Adam Woody has been charged with perjury and tampering with a witness after investigators say Adam Woody agreed to pay a prisoner hundreds of dollars if he would take the stand and lie during a murder trial.
The trial eventually helped overturn the murder conviction of Michael Amick, who Woody was representing at the time. Woody had found an error involving an alternate juror in the first trial.
Investigators with the Highway Patrol say during a pre-trial hearing in October 2016, a prisoner told the court he had overheard another prisoner confessing to the murder Michael Amick was accused of.
Troopers say the prisoner who took that stand was paid $1,000 – $500 from Michael Amick’s mother before he testified, then $500 from Woody after the hearing.
The payments were found in Department of Correction records.
Thomas Carver, the attorney representing Woody, says his client is adamant he is innocent and completely denies any wrongdoing.
Woody has his arraignment scheduled for Oct. 31.
Read the full article from Associated Press below:
SPRINGFIELD, Mo. (AP) — A Springfield, Missouri, defense attorney has been charged with paying a witness to lie on the stand in a murder case.
Adam Woody, 38, was charged Friday with perjury and two counts of tampering with a witness during a hearing that led up to the 2016 retrial of Michael Amick, reports the Springfield News-Leader. The retrial ended with Amick being acquitted in the 2008 killing of his wife’s grandmother, Leona “Maxine” Vaughn in Oregon County, near the Arkansas border.
Woody’s attorney, Thomas Carver, said Woody is adamant that he is innocent and that the state’s case is built on the word of convicted felons.
At issue is prisoner James Higdon’s pre-trial hearing testimony that fellow prisoner David Youngblood, who is serving life without parole for the deaths of four older adults, had confessed to killing Vaughn. Missouri State Highway Patrol troopers are now saying Higdon was paid $1,000. A judge didn’t allow the statements to be admitted at the retrial, which stemmed from an issue with an alternative juror in the first trial.
The probable cause statement says investigators pulled records from the Missouri Department of Corrections that indicated Woody and Amick’s mother, Linda Amick, each made $500 payments to Higdon.
Carver said Woody’s payments were made after it was determined Higdon would not be testifying at the actual trial. Carver said it’s not uncommon for attorneys to make “charitable contributions” to incarcerated witnesses they encounter while working cases.

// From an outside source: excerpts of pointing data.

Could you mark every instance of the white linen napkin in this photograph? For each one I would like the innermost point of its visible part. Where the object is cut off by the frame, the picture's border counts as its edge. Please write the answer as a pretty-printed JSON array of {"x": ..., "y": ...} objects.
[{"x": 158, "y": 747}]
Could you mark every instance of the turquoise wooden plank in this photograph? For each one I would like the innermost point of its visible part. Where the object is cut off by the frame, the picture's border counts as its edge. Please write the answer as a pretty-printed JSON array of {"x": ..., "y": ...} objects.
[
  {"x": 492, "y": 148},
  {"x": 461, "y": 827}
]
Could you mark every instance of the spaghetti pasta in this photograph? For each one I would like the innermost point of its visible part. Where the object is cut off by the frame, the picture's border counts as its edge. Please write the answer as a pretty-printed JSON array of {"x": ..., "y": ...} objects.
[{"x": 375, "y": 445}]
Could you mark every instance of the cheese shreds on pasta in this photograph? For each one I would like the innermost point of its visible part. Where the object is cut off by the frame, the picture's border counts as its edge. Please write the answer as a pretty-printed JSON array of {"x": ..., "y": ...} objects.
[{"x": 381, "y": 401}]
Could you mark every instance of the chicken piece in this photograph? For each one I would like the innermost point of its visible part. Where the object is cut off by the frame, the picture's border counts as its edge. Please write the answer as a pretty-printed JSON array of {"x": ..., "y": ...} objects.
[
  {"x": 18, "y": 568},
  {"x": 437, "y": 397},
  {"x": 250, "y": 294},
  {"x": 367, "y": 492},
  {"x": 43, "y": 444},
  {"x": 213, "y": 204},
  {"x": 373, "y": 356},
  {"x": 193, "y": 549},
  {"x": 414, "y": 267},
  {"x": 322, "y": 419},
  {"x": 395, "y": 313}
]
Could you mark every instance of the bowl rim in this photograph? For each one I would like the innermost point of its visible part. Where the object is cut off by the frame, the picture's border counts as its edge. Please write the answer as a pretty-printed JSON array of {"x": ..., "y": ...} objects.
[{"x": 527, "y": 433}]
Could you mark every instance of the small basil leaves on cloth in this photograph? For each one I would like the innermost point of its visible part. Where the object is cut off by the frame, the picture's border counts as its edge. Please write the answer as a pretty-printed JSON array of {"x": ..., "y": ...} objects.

Youngblood allegedly told investigators that Higdon had come to him before the hearing with a proposal to let the defense team use Youngblood’s name to cast doubt on Amick’s culpability. In exchange for letting Higdon drop his name on the witness stand, Youngblood said he was supposed to be paid $500 and then invoke his Fifth Amendment rights against self-incrimination if he was ever called to the stand, according to the statement.
Youngblood said he also got a visit from Woody before the trial, and Woody told him “It would be worth a lot if you would just say you did it,” according to the statement.
The statement says Youngblood told investigators he never saw any money for his role in the scheme, and he also did not kill Vaughn since he was out of state at the time of her death.
The statement says that when Amick filed a lawsuit alleging that he was wrongly prosecuted in Vaughn’s murder, Higdon wrote a letter to the firm handling the lawsuit and demanded more money. The statement says Woody then filed an affidavit in federal court stating he never paid Higdon or Youngblood. When confronted by a highway patrol investigator, however, Woody said he paid Higdon $500 because he felt sorry for Higdon, according to the statement.
Higdon and Linda Amick were also charged with perjury and tampering with a witness. Higdon is being housed at the Western Missouri Correctional Center in Cameron.